Po panics as the flames crawl up the walls, reach for the throw pillows, and lurch up his and Danny’s legs. Again he tries to move, to kick the flames off him, to pull Danny to his feet so they can run, but he still can’t move. He tries to yell at Danny, but his voice doesn’t come. He watches the flames burn away Danny’s clothes as they race up his body, then eat away at his skin. Tears cascade from Po’s eyes as he watches Danny’s skin shrivel and fall away. He grasps Danny’s skeletal hand harder.

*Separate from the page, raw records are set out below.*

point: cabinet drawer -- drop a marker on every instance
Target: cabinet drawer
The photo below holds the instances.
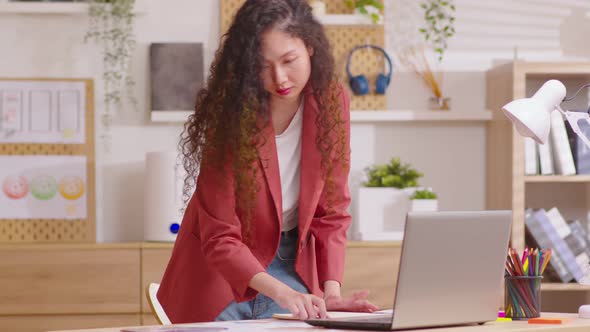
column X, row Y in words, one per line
column 372, row 268
column 64, row 322
column 153, row 265
column 69, row 281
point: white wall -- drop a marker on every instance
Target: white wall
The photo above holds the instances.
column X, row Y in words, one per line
column 451, row 156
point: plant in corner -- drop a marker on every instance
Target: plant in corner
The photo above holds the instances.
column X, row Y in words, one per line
column 439, row 28
column 383, row 201
column 439, row 19
column 424, row 200
column 371, row 8
column 111, row 26
column 423, row 194
column 394, row 174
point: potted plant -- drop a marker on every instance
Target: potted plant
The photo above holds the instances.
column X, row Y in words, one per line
column 424, row 200
column 439, row 27
column 370, row 8
column 111, row 26
column 383, row 201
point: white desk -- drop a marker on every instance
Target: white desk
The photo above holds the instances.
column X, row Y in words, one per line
column 574, row 324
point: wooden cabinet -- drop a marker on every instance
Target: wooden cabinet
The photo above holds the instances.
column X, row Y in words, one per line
column 506, row 184
column 68, row 286
column 74, row 286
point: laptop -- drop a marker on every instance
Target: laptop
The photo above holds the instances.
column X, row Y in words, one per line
column 451, row 272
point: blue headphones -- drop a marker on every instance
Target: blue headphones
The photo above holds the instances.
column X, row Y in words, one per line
column 359, row 84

“Po? Can you hear me?” Danny’s voice falls from his lipless mouth. “Nod your head if you can hear me.” Po moans, slowly nodding his head. “When I count to three, I want you to open your eyes.” Po nods again for lack of anything else to do. “One. Two. Three.”

Po’s eyes fly open. His head is back against the couch, so the first thing he sees is the ceiling. His face feels wet.

“You okay, bro?” Po feels Danny squeeze his hand.

Po jumps to his feet, pulling Danny up with him. The two boys stare eye to eye with one another. Po can’t catch his breath, can’t believe Danny is all right. He flings his arms around Danny, wrapping them as tight as he can. Danny returns the hug. Without letting go, Po searches the living room for signs of fire, but the living room is fine, just as it ever is. Po squeezes Danny tighter.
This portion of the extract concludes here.